Sharks as an important conservation tool in South Africa
In South Africa we are incredibly lucky to have a rich diversity of life in our oceans – from the cold-water fishery species on the West Coast (for e.g. the red roman and the west coast rock lobster) to the warm-water coral reefs on on the East Coast. Unfortunately, this marine biodiversity is threatened by a number of human-induced impacts, not the least of which is the fishing industry. However, especially in South Africa, we have limited resources to put towards the management and conservation of our marine world. This is where the concept of ‘umbrella’ or ‘flagship’ species may help.
An umbrella species is one that is chosen to make conservation-related decisions because by protecting this one species, you can indirectly protect many other species that co-occur with it. For example, by protecting the habitat that the Amur tiger in Russia relies upon, you also protect the deer and boar that occur in the same area. The advantage is that you only have to have scientific knowledge on the chosen umbrella species, instead of having to study all the species present. However, the caveat is that the occurrence of your umbrella species needs to be related with the occurrence of the other important species (i.e. where your umbrella species lives, so do the other species you are hoping to inadvertently protect).
On the other side of the coin, a flagship species is one that is culturally important and can be used to raise awareness and funds for conservation efforts – think along the lines of the giant panda (a cute, cuddly animal that the world loves and wants to conserve). A species can potentially serve as both an umbrella and a flagship species, if it is culturally and ecologically relevant.
Enter the chondrichthyans of South Africa – our sharks, rays and skates. These are charismatic species (for e.g. the infamous great white shark) and they are abundant across our coastline. If we could show that these chondrichthyans often occur with other species of conservation importance, then we have a winner! An umbrella – flagship species complex to assist in the conservation of our entire South African marine realm!
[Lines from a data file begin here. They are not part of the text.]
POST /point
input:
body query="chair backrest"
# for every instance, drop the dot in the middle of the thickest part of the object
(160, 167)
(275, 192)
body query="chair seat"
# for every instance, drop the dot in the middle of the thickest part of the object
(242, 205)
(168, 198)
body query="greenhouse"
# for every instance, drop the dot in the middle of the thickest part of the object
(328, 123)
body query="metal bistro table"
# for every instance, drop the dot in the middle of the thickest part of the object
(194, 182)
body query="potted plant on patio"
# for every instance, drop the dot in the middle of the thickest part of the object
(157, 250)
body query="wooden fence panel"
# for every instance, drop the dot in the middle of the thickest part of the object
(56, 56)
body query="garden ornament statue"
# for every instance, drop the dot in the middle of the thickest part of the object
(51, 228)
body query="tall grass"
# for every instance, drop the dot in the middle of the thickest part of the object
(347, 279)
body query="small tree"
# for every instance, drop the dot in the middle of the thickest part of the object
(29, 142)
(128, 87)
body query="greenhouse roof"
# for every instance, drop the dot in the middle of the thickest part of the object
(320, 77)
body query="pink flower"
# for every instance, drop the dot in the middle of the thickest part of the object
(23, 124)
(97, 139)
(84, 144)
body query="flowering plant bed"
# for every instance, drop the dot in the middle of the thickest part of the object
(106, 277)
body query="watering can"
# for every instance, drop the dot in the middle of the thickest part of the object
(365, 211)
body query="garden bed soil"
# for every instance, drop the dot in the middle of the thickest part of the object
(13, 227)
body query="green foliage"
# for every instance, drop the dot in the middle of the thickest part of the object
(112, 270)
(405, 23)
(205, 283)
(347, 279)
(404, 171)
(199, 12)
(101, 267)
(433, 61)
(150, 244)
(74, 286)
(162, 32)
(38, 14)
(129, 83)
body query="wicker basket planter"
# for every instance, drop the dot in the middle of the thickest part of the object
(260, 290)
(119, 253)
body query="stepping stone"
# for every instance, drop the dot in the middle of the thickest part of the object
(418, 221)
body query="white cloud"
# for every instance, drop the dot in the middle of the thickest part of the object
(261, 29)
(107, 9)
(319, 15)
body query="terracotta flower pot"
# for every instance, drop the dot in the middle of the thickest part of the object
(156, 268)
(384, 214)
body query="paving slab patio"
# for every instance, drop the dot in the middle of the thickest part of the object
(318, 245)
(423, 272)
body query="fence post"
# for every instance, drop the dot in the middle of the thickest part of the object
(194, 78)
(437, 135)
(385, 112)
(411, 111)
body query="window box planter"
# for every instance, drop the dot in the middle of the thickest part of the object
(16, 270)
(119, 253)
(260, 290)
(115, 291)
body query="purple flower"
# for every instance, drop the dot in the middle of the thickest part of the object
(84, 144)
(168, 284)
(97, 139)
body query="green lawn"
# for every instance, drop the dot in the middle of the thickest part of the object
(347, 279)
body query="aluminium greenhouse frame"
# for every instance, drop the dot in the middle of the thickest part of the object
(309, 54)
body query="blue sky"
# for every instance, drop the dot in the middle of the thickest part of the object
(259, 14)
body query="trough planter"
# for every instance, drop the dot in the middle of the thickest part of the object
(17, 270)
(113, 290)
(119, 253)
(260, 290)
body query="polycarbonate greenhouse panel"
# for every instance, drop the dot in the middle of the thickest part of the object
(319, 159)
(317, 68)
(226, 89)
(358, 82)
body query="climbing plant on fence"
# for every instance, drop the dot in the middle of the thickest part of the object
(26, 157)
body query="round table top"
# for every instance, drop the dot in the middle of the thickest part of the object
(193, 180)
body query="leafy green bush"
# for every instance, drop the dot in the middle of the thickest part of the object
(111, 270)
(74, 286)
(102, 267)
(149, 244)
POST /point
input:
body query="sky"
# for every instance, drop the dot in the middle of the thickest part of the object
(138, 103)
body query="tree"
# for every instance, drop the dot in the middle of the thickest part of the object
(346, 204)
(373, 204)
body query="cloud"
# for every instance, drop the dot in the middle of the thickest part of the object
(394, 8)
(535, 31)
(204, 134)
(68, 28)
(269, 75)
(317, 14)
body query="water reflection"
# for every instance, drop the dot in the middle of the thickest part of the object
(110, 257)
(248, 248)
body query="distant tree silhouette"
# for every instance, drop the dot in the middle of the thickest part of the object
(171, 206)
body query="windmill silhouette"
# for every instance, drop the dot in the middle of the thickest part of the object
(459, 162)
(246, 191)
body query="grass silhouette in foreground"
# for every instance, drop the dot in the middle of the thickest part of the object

A new study by Geoffrey Osgood and co-authors sought to do exactly this. They used underwater video footage that they collected in two marine protected areas around Hermanus and Betty’s Bay to see if chondricthyan species commonly occurred with other important species (specifically fish and crustaceans that are commonly caught by commercial and recreational fisheries).
They encountered a total of 18 chondrichthyan species, ranging from small catsharks (e.g. the puffadder shyshark), to large sharks (e.g. bronze whalers and gully sharks), and even some ray species (e.g. the short-tail stingray). They found that, specifically for the catsharks and large sharks, if the abundance of these species increased, then so did the abundance of other important fish and crustacean species. Two species stood out remarkably, the dark shyshark and the broadnose sevengill shark, as they showed the strongest relationships with other fish and crustaceans. Additionally, the puffadder shyshark was connected to the highest number of other species, also highlighting its importance.
This research showed that chondrichthyans, especially the dark and puffadder shysharks and the broadnose sevengill shark, show strong potential as an umbrella species-complex in South Africa. That means, if we protect the habitat that these species rely upon, then we are likely to provide protection for a host of other important marine species, and we can use this information to concentrate our limited resources for conservation efforts.
Reference: Osgood, G. J., McCord, M. E., & Baum, J. K. (2020). Chondrichthyans as an umbrella species-complex for conserving South African biodiversity. African Journal of Marine Science, 42(1), 81-93.